Pada hari Kamis, 14 Desember 2023, pasar ditutup dengan IHSG yang cukup baik. Hal ini tentu saja disambut baik oleh para investor karena suku bunga kembali ditahan dan bahkan akan ada potongan pada tahun depan.

Berbeda dengan kemarin, di mana IHSG terpuruk dengan beberapa saham, kali ini berangsur kembali baik. Jika memang berniat trading, broker forex terbaik bisa membantu Anda untuk memulainya.

IHSG Bergairah Setelah Kebijakan The Fed Menahan Suku Bunga

Setelah diumumkannya kebijakan The Fed yang ingin menunda kenaikan suku bunga dan bahkan melakukan pemangkasan pada tahun depan, IHSG menjadi lebih baik.

Baru hari kemarin, IHSG terpuruk karena beberapa saham. Data dari Bursa Efek Indonesia, Indeks bursa saham acuan yang ada di Indonesia, ditutup dengan kenaikan sebesar 1,46%, naik ke posisi 7.176,016.

Jadi, hari ini IHSG sudah menyentuh level psikologis 7.100 setelah sebelumnya mengalami penurunan. Tidak hanya itu, bahkan level psikologis IHSG hari ini nyaris menyentuh 7.200.
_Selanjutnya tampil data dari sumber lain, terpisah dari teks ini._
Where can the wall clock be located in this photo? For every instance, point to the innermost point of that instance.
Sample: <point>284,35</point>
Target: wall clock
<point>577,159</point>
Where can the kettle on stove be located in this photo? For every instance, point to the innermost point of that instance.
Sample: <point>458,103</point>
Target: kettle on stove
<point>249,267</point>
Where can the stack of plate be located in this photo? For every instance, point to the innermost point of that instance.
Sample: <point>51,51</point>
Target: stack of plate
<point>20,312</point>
Jumlah dari transaksi yang dilakukan IHSG pada hari ini telah mencapai Rp 15 triliun yang melibatkan sekitar 26 miliaran saham yang sebelumnya telah terjadi perpindahan tangan sebanyak 1,2 juta kali.

Karena adanya kebijakan The Fed yang keluar itu akibatnya terdapat335 saham menguat, 198 saham mengalami pelemahan, dan ini jumlahnya sedikit. Dan terakhir terdapat 228 mengalami stagnam sahamnya.
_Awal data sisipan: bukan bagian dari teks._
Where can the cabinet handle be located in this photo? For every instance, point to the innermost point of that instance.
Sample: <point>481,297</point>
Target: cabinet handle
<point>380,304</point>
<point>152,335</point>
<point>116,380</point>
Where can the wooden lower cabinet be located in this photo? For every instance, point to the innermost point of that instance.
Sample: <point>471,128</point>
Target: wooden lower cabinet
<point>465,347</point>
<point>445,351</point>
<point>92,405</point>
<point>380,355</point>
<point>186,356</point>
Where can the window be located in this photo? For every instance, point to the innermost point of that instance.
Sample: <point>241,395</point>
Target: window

Sektor yang paling tinggi hingga membuat IHSG mengalami kenaikan dari sektor saham yang menyumbang kenaikan hingga mencapai5,93%. Lalu ada properti yang mencapai 2,31%. Dan yang paling rendah ada sektor industri yang menyumbang kenaikan mencapai 1,2%.

Salah satu contoh yang menopang IHSG ada dari perusahaan PT Bank Rakyat Indonesia. Perusahaan perbankan ini bahkan penyumbang terbesar dengan jumlah indeks poinnya adalah 29,7.

Jika kalian tanya mengapa pihak Bank Sentral Amerika Serikat menunda kenaikan suku bunga, itu sudah dipertimbangkan sesuai proyeksi pasar. Jadi, adanya kebijakan The Fed diambil berdasarkan perhitungan CME FedWatch Tool.